7

Someone on our server ran sed -i 's/$var >> $var2/$var > $var2/ * to change inserts to overwrites in some bash scripts in a common directory. No big deal, it was tested first with grep and it returned the expected results that only his files would be touched.

He ran the script and now 1200 files of the 1400 in the folder have a new modified date, yet as far as we can tell, only his small handful of files were actually changed.

  1. Why would sed 'touch' a file that it's not changing.
  2. Why would it only 'touch' a portion of the files and not all of them.
  3. Did it actually change something (maybe some trailing white space or something totally unexpected because of the $'s in the sed regex)?
JNevill
  • 46,980
  • 4
  • 38
  • 63
  • 1
    Is it gnu sed? Others might vary. – Flexo Nov 21 '14 at 22:00
  • 2
    As a comment on pt 3 (this is not an answer): if you use version control (git/subversion/etc) on your scripts, then questions like this of what changed or didn't change can always be clearly answered. – John1024 Nov 21 '14 at 22:03
  • I love version control, but I have no control over this server. Everything on it is out of date and it would take an act of congress to get git installed. But yes, I completely 100% agree with you. Until then... nightly backups and prayers. – JNevill Nov 21 '14 at 22:09
  • @Flexo GNU sed version 4.1.4 – JNevill Nov 21 '14 at 22:09
  • Is there anything to prevent you from extracting the file tree from backups (or just `rsync` periodically if policy permits) and run Git in the mirrored tree? – tripleee Nov 22 '14 at 11:21

2 Answers2

14

When GNU sed successfully edits a file "in-place," its timestamp is updated. To understand why, let's review how edit "in-place" is done:

  1. A temporary file is created to hold the output.
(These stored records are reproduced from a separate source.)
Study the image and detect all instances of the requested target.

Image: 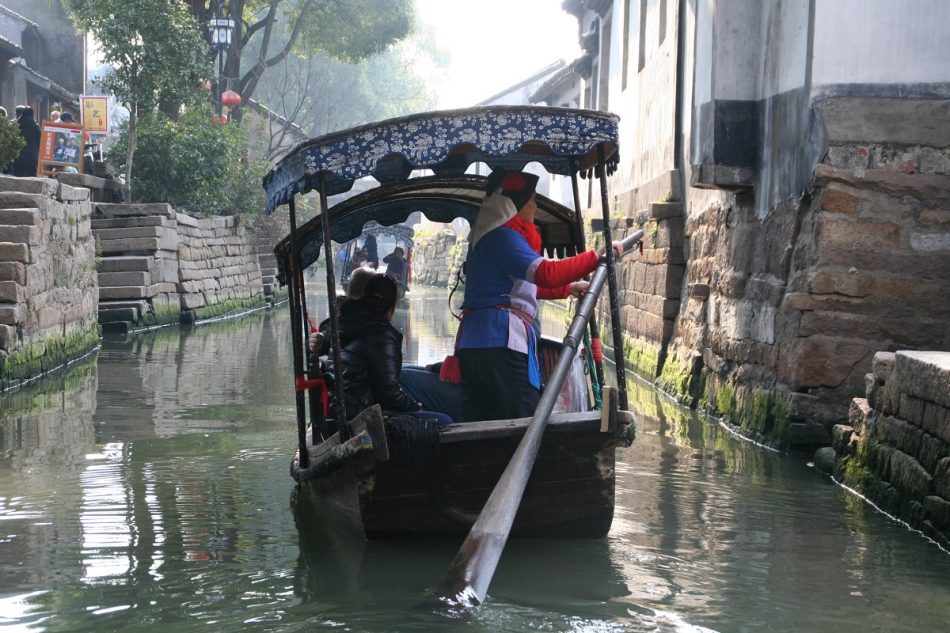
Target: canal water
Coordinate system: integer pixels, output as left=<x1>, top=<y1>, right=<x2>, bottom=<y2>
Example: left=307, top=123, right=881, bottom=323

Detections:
left=0, top=289, right=950, bottom=633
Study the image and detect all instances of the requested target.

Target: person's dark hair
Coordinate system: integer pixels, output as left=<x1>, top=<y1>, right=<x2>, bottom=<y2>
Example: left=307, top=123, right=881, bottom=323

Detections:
left=358, top=274, right=396, bottom=315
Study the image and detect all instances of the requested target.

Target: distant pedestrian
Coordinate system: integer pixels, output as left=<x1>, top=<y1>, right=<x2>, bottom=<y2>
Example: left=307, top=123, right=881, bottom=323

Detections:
left=11, top=106, right=40, bottom=177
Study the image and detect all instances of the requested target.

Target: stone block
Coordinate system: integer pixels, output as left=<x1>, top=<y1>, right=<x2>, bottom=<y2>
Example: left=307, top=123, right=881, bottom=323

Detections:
left=0, top=303, right=20, bottom=325
left=99, top=255, right=154, bottom=273
left=649, top=202, right=683, bottom=220
left=821, top=185, right=858, bottom=215
left=0, top=209, right=40, bottom=225
left=0, top=225, right=40, bottom=246
left=917, top=433, right=950, bottom=473
left=934, top=457, right=950, bottom=500
left=99, top=237, right=159, bottom=255
left=56, top=182, right=90, bottom=202
left=848, top=398, right=875, bottom=435
left=95, top=226, right=164, bottom=242
left=645, top=217, right=684, bottom=249
left=91, top=215, right=170, bottom=230
left=0, top=242, right=30, bottom=264
left=0, top=262, right=26, bottom=286
left=889, top=450, right=933, bottom=500
left=874, top=415, right=924, bottom=455
left=787, top=335, right=874, bottom=389
left=0, top=325, right=19, bottom=352
left=910, top=231, right=950, bottom=253
left=0, top=281, right=26, bottom=303
left=99, top=286, right=150, bottom=301
left=0, top=176, right=57, bottom=197
left=98, top=271, right=151, bottom=288
left=920, top=402, right=950, bottom=444
left=817, top=215, right=901, bottom=249
left=897, top=393, right=926, bottom=427
left=99, top=308, right=141, bottom=323
left=93, top=202, right=176, bottom=220
left=871, top=352, right=896, bottom=385
left=894, top=351, right=950, bottom=408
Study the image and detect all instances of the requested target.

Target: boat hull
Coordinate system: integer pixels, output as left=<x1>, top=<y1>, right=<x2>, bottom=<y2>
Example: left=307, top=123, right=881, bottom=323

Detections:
left=291, top=412, right=618, bottom=538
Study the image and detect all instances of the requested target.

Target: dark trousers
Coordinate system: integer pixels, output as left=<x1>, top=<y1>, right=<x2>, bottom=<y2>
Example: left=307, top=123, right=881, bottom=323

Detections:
left=456, top=347, right=541, bottom=422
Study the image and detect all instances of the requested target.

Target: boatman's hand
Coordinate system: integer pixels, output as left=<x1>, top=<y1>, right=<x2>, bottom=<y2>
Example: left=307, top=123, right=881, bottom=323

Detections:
left=597, top=240, right=623, bottom=257
left=568, top=280, right=590, bottom=299
left=307, top=332, right=323, bottom=353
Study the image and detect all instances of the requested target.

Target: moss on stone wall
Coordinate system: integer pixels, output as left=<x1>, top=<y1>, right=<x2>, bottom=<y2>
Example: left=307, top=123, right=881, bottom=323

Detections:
left=192, top=294, right=264, bottom=321
left=656, top=355, right=703, bottom=407
left=701, top=375, right=790, bottom=448
left=0, top=323, right=100, bottom=387
left=616, top=328, right=660, bottom=382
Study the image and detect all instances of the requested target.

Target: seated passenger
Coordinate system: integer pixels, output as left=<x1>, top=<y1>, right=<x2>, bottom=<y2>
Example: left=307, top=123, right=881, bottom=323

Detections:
left=310, top=274, right=452, bottom=424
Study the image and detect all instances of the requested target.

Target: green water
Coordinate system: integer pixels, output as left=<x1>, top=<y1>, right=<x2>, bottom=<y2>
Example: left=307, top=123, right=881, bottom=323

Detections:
left=0, top=290, right=950, bottom=633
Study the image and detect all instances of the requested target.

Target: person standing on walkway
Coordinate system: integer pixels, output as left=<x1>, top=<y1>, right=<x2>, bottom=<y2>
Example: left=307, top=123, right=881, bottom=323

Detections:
left=11, top=106, right=40, bottom=177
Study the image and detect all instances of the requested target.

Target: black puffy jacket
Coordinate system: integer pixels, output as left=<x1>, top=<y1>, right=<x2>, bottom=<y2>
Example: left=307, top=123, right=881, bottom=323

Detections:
left=321, top=302, right=419, bottom=418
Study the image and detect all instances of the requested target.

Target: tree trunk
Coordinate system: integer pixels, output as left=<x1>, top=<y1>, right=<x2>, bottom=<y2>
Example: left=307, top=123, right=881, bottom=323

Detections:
left=123, top=103, right=139, bottom=202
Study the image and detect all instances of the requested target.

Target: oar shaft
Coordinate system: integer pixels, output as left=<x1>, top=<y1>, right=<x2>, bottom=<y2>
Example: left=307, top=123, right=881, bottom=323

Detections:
left=435, top=231, right=643, bottom=607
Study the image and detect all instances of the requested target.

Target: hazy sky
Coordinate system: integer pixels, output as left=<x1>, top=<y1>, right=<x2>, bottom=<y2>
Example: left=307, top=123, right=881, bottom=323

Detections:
left=416, top=0, right=579, bottom=108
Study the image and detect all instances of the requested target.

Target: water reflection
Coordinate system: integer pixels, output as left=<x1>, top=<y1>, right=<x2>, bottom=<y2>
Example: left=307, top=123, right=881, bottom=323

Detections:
left=0, top=289, right=950, bottom=633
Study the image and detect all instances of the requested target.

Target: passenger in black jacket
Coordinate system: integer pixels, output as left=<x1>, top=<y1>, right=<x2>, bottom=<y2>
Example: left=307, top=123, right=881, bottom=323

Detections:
left=316, top=274, right=452, bottom=424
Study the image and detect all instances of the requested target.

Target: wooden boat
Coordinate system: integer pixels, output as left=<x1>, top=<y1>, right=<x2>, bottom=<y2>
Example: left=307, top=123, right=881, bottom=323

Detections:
left=264, top=106, right=633, bottom=538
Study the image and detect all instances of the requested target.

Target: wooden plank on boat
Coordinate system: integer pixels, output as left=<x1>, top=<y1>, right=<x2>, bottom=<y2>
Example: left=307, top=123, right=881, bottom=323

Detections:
left=439, top=411, right=600, bottom=444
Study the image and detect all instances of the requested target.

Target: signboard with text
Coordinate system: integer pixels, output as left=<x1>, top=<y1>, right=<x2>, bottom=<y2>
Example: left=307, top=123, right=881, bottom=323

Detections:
left=36, top=121, right=83, bottom=176
left=79, top=95, right=109, bottom=133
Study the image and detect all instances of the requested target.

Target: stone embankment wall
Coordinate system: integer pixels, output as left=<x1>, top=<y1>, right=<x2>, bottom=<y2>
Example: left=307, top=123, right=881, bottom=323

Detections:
left=594, top=103, right=950, bottom=446
left=0, top=176, right=99, bottom=389
left=412, top=230, right=468, bottom=288
left=93, top=203, right=264, bottom=328
left=816, top=352, right=950, bottom=547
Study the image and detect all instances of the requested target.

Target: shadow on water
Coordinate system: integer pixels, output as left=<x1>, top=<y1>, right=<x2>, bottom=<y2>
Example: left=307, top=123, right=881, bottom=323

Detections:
left=0, top=289, right=950, bottom=633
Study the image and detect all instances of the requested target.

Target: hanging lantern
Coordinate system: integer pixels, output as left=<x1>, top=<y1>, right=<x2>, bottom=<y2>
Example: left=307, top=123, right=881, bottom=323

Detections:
left=221, top=90, right=241, bottom=106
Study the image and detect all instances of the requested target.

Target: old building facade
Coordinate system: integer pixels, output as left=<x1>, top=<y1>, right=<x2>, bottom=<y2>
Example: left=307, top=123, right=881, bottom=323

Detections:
left=0, top=0, right=86, bottom=121
left=534, top=0, right=950, bottom=445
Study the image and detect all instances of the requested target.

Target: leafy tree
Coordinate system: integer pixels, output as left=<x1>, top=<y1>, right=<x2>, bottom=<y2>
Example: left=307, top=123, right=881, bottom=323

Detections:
left=256, top=17, right=446, bottom=158
left=185, top=0, right=414, bottom=119
left=108, top=103, right=267, bottom=217
left=0, top=117, right=26, bottom=168
left=64, top=0, right=211, bottom=198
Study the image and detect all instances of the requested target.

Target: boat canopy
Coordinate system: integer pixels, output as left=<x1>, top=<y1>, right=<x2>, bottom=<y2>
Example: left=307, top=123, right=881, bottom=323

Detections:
left=274, top=175, right=579, bottom=283
left=264, top=106, right=619, bottom=213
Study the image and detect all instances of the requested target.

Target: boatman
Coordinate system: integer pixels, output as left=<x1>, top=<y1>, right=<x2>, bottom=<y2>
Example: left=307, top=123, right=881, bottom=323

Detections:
left=456, top=170, right=623, bottom=422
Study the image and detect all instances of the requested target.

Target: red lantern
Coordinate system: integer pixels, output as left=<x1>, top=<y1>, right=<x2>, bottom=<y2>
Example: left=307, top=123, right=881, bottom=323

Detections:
left=221, top=90, right=241, bottom=106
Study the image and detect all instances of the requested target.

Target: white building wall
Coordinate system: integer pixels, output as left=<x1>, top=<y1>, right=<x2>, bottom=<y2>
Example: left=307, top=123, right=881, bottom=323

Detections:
left=812, top=0, right=950, bottom=92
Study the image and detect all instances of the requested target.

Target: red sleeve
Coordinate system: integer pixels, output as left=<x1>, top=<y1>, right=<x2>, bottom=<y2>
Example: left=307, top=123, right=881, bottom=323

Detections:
left=538, top=284, right=571, bottom=299
left=534, top=251, right=600, bottom=286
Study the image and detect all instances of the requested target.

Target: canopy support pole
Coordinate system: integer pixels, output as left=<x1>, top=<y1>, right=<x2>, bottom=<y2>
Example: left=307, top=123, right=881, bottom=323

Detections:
left=320, top=172, right=352, bottom=441
left=571, top=169, right=606, bottom=408
left=596, top=145, right=629, bottom=411
left=284, top=198, right=310, bottom=468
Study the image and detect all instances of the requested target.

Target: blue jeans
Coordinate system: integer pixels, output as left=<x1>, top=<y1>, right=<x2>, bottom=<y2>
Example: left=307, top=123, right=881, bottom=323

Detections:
left=399, top=365, right=462, bottom=423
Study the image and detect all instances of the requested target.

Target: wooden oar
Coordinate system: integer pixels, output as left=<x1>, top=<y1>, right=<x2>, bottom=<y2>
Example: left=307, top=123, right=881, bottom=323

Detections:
left=433, top=230, right=643, bottom=608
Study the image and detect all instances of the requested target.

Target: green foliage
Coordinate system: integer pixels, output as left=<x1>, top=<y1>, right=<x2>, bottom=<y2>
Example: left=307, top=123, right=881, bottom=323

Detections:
left=64, top=0, right=211, bottom=112
left=0, top=117, right=26, bottom=167
left=108, top=105, right=266, bottom=216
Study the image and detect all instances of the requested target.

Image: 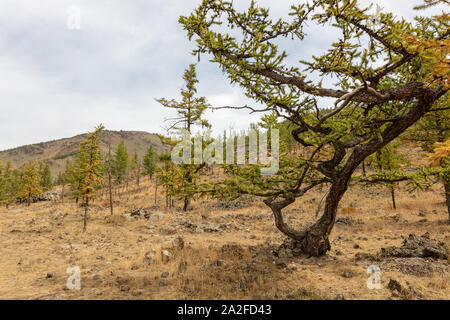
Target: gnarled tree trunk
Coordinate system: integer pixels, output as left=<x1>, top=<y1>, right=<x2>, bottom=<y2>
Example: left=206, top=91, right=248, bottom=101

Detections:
left=444, top=180, right=450, bottom=221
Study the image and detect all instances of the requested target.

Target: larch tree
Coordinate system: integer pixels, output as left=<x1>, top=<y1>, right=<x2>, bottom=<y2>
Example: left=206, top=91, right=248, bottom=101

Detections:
left=20, top=162, right=42, bottom=206
left=142, top=145, right=158, bottom=180
left=78, top=125, right=104, bottom=231
left=40, top=163, right=53, bottom=191
left=429, top=139, right=450, bottom=221
left=113, top=140, right=130, bottom=194
left=180, top=0, right=448, bottom=256
left=359, top=142, right=410, bottom=210
left=130, top=151, right=140, bottom=186
left=403, top=96, right=450, bottom=215
left=157, top=64, right=210, bottom=211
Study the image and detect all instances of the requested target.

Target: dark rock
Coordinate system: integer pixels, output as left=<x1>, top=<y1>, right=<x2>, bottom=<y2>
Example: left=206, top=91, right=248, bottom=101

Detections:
left=341, top=269, right=355, bottom=278
left=172, top=237, right=184, bottom=250
left=381, top=234, right=448, bottom=259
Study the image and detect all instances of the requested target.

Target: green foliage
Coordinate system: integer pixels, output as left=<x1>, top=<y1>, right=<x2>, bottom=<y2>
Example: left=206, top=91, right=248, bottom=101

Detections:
left=40, top=163, right=53, bottom=191
left=142, top=145, right=158, bottom=179
left=113, top=140, right=130, bottom=184
left=53, top=150, right=80, bottom=160
left=20, top=162, right=42, bottom=204
left=179, top=0, right=448, bottom=214
left=77, top=125, right=104, bottom=199
left=157, top=64, right=210, bottom=133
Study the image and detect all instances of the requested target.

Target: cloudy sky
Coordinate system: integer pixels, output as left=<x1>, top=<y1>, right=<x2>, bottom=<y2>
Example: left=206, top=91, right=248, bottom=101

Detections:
left=0, top=0, right=444, bottom=150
  2. sed processes the input file, sending output to the temporary file.

  3. If a backup file extension was specified, the input file is renamed to the backup file.

  4. Whether a backup is created or not, the temporary output is moved (rename) to the input file.

GNU sed does not track whether any changes were made to the file. Whatever is in the temporary output file is moved to the input file via rename.

There is a nice benefit to this procedure: POSIX requires that rename be atomic. Consequently, the input file is never in a mangled state: it is either the original file or the modified file and never part way in-between.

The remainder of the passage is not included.